What to know
As a person working in the arts and culture sector, or a professional interested in using art in your work, you can create attractive public spaces that encourage physical activity.
Overview
Arts and culture can be valuable to community planning and development strategies designed to promote physical activity. If you are an artist or a community development professional, you can look for ways to work with others in your community. These partnerships can create attractive and accessible public spaces.
By involving local residents, you can ensure that community spaces represent and serve residents in fun, customized ways. Communities with more appealing features, like public art, can attract more visitors and connect people and places in new ways.
Your efforts can also help improve the local economy and give new life to vacant or underused areas. This makes them more attractive and inclusive for people of all ages and abilities.
What you can do
You can use the following strategies to encourage physical activity in your community.
Arts and culture professionals can:
- Join a local coalition to plan and develop projects designed to make your local community more activity friendly.
- Propose projects that add unique features, such as artwork, to pedestrian infrastructure. These features should meet the needs of community members while reinforcing local identity.

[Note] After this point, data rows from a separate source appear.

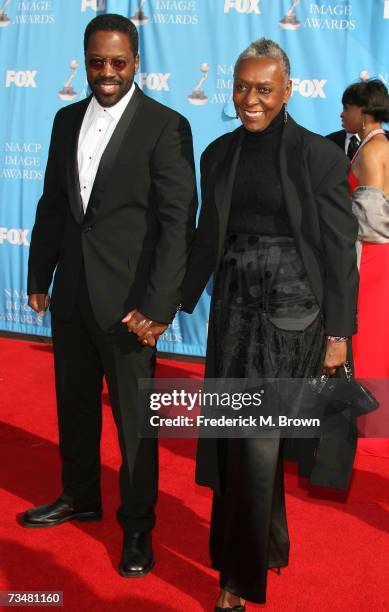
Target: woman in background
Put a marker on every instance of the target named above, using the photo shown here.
(277, 230)
(365, 107)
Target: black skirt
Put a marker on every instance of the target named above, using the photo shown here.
(266, 323)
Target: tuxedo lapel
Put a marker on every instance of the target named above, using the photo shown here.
(72, 179)
(108, 158)
(224, 182)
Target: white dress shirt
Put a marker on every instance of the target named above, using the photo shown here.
(96, 130)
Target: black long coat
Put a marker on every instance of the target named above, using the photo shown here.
(315, 187)
(135, 236)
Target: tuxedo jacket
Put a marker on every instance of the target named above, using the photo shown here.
(135, 236)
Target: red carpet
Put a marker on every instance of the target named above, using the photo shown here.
(340, 549)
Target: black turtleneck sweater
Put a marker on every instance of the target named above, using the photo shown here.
(257, 205)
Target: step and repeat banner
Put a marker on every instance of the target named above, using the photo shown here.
(188, 49)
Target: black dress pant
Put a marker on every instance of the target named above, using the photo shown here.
(83, 354)
(249, 531)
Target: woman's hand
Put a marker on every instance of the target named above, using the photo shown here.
(335, 357)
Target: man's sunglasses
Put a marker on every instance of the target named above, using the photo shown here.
(98, 63)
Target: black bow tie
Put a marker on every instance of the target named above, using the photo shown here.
(353, 146)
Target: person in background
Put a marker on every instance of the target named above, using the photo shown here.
(277, 231)
(366, 107)
(346, 139)
(115, 223)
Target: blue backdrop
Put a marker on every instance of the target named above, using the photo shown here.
(188, 48)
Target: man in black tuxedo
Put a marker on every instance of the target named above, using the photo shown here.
(115, 221)
(347, 141)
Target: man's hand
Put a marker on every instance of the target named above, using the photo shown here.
(39, 302)
(147, 330)
(336, 356)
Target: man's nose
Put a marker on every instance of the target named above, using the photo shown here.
(107, 69)
(252, 97)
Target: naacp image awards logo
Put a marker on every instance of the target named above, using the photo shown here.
(198, 97)
(139, 17)
(289, 20)
(67, 92)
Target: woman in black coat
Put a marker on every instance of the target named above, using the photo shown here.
(276, 229)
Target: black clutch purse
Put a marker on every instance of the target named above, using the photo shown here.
(343, 393)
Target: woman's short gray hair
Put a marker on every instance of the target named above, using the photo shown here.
(264, 47)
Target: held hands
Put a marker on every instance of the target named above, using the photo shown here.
(39, 302)
(335, 357)
(148, 331)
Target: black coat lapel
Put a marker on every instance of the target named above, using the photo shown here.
(72, 179)
(224, 183)
(292, 172)
(109, 156)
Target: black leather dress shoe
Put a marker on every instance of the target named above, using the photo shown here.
(59, 512)
(137, 557)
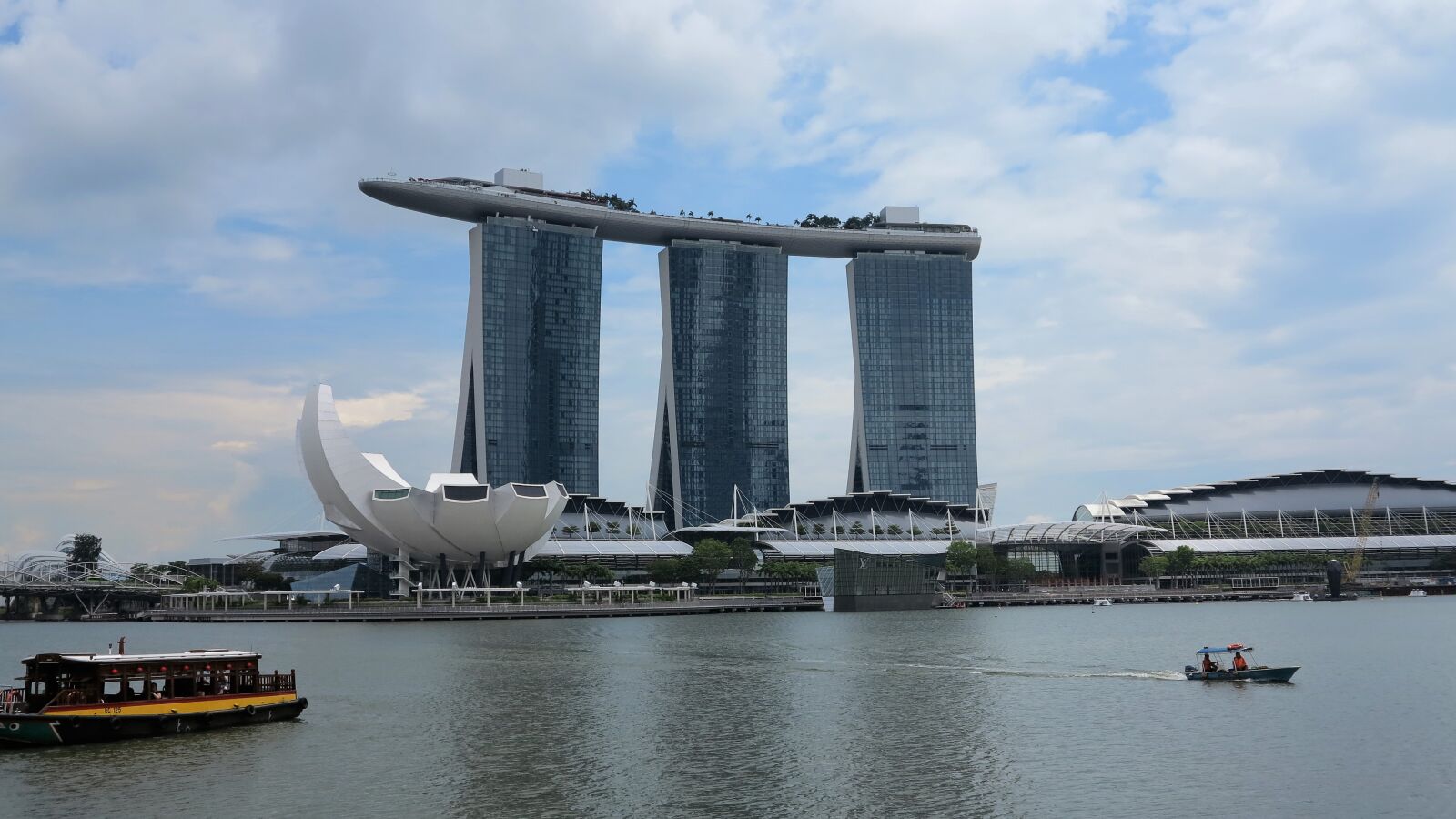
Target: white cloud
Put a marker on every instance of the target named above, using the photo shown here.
(375, 410)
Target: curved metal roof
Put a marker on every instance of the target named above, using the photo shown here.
(826, 548)
(1062, 532)
(1159, 499)
(473, 201)
(609, 548)
(1322, 544)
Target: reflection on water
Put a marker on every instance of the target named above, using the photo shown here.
(953, 713)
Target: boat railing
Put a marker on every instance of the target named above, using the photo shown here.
(276, 682)
(12, 700)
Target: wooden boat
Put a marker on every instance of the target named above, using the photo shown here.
(77, 698)
(1215, 672)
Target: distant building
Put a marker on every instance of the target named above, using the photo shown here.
(915, 387)
(529, 405)
(723, 402)
(887, 523)
(531, 373)
(1405, 523)
(863, 581)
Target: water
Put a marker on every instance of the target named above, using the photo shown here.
(1060, 710)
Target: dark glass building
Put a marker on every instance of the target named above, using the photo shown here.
(723, 402)
(531, 372)
(915, 390)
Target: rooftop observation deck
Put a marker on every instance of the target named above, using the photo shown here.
(472, 200)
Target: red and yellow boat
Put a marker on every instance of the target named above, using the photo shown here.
(77, 698)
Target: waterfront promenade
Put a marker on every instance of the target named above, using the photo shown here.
(386, 612)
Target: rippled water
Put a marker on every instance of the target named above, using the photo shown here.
(1063, 710)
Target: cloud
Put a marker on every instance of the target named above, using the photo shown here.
(375, 410)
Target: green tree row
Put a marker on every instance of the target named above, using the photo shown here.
(1184, 560)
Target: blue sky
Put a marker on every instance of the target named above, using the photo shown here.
(1218, 235)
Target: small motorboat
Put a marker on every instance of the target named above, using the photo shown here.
(1208, 669)
(79, 698)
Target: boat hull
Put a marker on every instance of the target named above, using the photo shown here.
(63, 729)
(1251, 675)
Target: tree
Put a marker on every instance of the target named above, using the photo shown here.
(550, 566)
(790, 570)
(197, 583)
(960, 559)
(587, 570)
(743, 559)
(271, 581)
(1154, 566)
(673, 570)
(85, 550)
(713, 557)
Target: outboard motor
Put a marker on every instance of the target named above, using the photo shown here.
(1334, 571)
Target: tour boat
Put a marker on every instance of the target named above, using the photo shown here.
(1251, 673)
(76, 698)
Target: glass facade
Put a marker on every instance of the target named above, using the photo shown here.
(915, 389)
(723, 420)
(539, 337)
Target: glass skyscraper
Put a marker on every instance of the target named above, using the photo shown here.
(531, 372)
(723, 399)
(915, 390)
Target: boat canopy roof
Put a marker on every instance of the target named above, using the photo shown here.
(1228, 649)
(177, 656)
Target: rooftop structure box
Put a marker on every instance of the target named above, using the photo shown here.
(521, 178)
(900, 215)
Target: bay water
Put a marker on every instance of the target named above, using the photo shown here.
(1016, 712)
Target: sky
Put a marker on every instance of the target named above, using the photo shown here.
(1219, 238)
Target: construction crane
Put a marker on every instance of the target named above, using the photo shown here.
(1363, 531)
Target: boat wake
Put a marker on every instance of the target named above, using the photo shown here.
(983, 671)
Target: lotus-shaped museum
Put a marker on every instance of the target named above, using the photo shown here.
(453, 522)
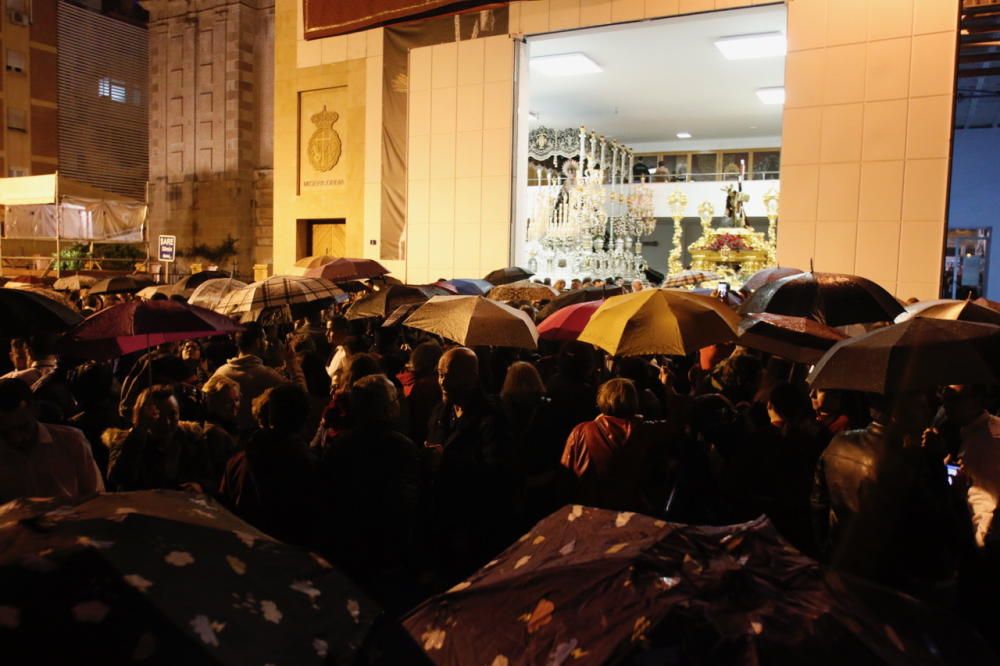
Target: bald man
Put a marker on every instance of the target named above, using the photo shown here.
(469, 450)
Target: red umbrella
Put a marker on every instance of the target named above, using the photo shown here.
(137, 325)
(568, 322)
(348, 269)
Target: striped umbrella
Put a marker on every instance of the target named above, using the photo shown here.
(278, 291)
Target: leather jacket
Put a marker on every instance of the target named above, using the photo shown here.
(881, 509)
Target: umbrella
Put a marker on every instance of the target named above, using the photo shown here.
(795, 338)
(568, 322)
(767, 276)
(475, 321)
(187, 284)
(24, 313)
(153, 289)
(166, 577)
(689, 278)
(343, 269)
(400, 313)
(466, 287)
(947, 308)
(120, 284)
(592, 586)
(832, 298)
(579, 296)
(918, 354)
(507, 275)
(384, 302)
(523, 290)
(277, 291)
(74, 283)
(210, 292)
(128, 327)
(659, 321)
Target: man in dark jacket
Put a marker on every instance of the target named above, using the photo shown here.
(469, 454)
(880, 503)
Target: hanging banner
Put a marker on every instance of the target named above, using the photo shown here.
(322, 137)
(324, 18)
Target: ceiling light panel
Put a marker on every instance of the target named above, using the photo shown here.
(748, 47)
(564, 64)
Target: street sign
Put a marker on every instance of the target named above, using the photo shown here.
(168, 248)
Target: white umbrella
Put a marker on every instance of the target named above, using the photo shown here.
(209, 293)
(278, 291)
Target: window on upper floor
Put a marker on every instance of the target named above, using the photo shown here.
(113, 89)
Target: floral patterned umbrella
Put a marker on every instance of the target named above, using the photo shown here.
(589, 586)
(165, 577)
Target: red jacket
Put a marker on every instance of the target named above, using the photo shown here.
(619, 463)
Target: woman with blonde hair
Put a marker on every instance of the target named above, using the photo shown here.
(619, 459)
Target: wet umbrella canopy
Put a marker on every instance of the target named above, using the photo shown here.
(164, 577)
(832, 298)
(589, 586)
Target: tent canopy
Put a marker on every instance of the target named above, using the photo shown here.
(83, 212)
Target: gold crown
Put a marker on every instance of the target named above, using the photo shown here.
(325, 119)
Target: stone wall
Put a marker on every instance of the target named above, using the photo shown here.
(211, 76)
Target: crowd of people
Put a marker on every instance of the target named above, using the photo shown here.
(411, 461)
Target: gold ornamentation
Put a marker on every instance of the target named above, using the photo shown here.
(324, 144)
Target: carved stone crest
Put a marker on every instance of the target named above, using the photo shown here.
(324, 144)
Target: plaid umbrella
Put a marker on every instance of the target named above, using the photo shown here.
(795, 338)
(277, 291)
(120, 284)
(590, 586)
(129, 327)
(523, 290)
(342, 269)
(187, 284)
(165, 577)
(475, 321)
(210, 292)
(568, 322)
(918, 354)
(74, 283)
(384, 302)
(689, 278)
(24, 313)
(507, 275)
(833, 298)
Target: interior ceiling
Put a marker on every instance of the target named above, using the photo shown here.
(977, 95)
(663, 77)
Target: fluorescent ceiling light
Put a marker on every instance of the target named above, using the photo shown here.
(565, 64)
(746, 47)
(774, 95)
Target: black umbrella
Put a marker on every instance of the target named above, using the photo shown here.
(384, 302)
(121, 284)
(919, 353)
(507, 275)
(590, 586)
(578, 296)
(186, 285)
(165, 577)
(832, 298)
(24, 313)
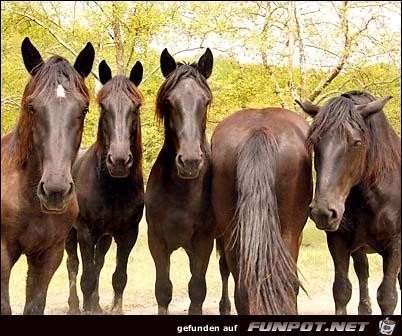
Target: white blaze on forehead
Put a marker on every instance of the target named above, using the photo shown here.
(60, 91)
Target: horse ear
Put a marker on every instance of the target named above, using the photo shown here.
(31, 56)
(105, 74)
(308, 107)
(373, 107)
(168, 64)
(206, 63)
(85, 60)
(136, 73)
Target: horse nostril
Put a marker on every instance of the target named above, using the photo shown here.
(333, 214)
(180, 160)
(129, 160)
(70, 190)
(42, 188)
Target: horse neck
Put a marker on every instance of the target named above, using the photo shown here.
(384, 151)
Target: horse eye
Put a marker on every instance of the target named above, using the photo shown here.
(84, 111)
(30, 108)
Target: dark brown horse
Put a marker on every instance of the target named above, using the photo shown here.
(178, 191)
(357, 197)
(261, 189)
(38, 201)
(110, 190)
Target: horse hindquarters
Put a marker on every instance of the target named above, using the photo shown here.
(267, 276)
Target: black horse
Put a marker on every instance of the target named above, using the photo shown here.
(177, 199)
(357, 198)
(261, 189)
(38, 200)
(110, 190)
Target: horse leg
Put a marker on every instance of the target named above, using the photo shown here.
(199, 259)
(360, 263)
(342, 288)
(163, 285)
(125, 243)
(387, 295)
(224, 303)
(293, 241)
(88, 278)
(241, 299)
(101, 248)
(41, 268)
(72, 268)
(7, 263)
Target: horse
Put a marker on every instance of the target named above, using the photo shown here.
(261, 189)
(38, 200)
(357, 195)
(110, 191)
(177, 198)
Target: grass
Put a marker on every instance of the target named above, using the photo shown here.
(315, 264)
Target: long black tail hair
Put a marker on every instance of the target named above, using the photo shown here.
(266, 269)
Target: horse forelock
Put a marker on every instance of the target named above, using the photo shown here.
(182, 71)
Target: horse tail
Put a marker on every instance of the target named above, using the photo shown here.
(267, 272)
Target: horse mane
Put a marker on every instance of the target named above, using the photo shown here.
(119, 86)
(183, 70)
(56, 70)
(383, 147)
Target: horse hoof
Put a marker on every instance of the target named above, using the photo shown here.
(74, 311)
(117, 311)
(162, 311)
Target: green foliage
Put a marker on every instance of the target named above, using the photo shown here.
(57, 29)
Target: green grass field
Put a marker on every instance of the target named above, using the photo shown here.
(315, 264)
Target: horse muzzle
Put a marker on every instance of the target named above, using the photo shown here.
(54, 199)
(189, 167)
(119, 166)
(325, 217)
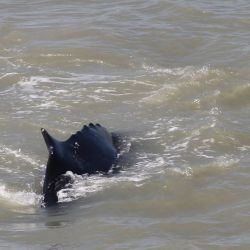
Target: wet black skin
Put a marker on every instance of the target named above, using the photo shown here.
(89, 151)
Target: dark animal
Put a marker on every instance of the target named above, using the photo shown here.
(89, 151)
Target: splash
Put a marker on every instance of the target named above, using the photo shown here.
(19, 198)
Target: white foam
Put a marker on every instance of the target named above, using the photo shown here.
(19, 198)
(17, 153)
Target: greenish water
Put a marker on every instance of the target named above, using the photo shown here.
(172, 77)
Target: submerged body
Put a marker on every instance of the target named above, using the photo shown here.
(90, 150)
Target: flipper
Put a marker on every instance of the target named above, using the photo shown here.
(88, 151)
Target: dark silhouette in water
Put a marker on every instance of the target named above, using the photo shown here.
(89, 151)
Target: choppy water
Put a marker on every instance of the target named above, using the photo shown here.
(173, 77)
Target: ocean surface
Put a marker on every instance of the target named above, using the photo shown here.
(171, 77)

- Partner with city leaders and local neighborhood groups to increase the use of local parks or green spaces. One way to achieve this is adding design elements that reflect local cultural traditions.
- Help improve pedestrian infrastructures by adding public art and new activity-friendly features.
Community development professionals can:
- Include creative placemaking in community development strategies. Creative placemaking uses multiple community-driven, collaborative ways to integrate arts, culture, and design into public spaces. This design can lead to residents’ well-being.
- Create ways for residents to be involved in community development decisions.
- Use new and culturally relevant community design strategies that connect routes and destinations to increase physical activity.
What other organizations are doing
These communities are using arts and culture in their activity-friendly projects.
Public Art Creates Inviting Space in Greensboro, North Carolina
For decades, an abandoned railroad underpass formed a barrier between the city's center and surrounding neighborhoods. The underpass was transformed into a work of public art as part of a project to develop a 4-mile, multi-use greenway across the city. Local artists added creative ironwork and interactive lighting to make the area accessible and visually appealing.
Cultural Trail Connects Neighborhoods in Indianapolis, Indiana
This 8-mile urban bike and pedestrian path connects six cultural districts across downtown Indianapolis. It promotes economic growth and quality of life by linking neighborhoods, businesses, and entertainment venues. Including art creates a world-class public space for both residents and visitors.
Colorful Signs Guide Walkers in Detroit, Michigan
In Detroit, essential services and places are spread across the city. That makes it hard for residents who use public transit or other forms of active commuting to get where they need to go. To help overcome this problem in one neighborhood, city officials hired a local artist to create colorful wayfinding signs between a bus stop and a local recreation center. The artist collected community feedback to design the signs, and the messages are in multiple languages.
Resources
Handbook for Artists Working in Community
For artists who would like to begin or expand their work with a community. It includes stories, tools, and advice from other artists and artist organizations.
How to Do Creative Placemaking
Describes the many ways arts organizations and artists can play an essential role in the success of communities across the country.
The State of the Art Transportation Training Do-It-Yourself Toolkit
Helps arts and transportation professionals use creative placemaking strategies with transportation projects. It walks users through the steps to design and use state-of-the-art Transportation Training in their communities.
The Toolkit for Health, Arts, Parks, and Equity
Helps local health advocates use place-based arts and culture approaches to promote health equity. It includes case studies, principles, and guidelines on using arts and culture, parks, and public space to celebrate communities and promote challenging discussions that can help build a more just world.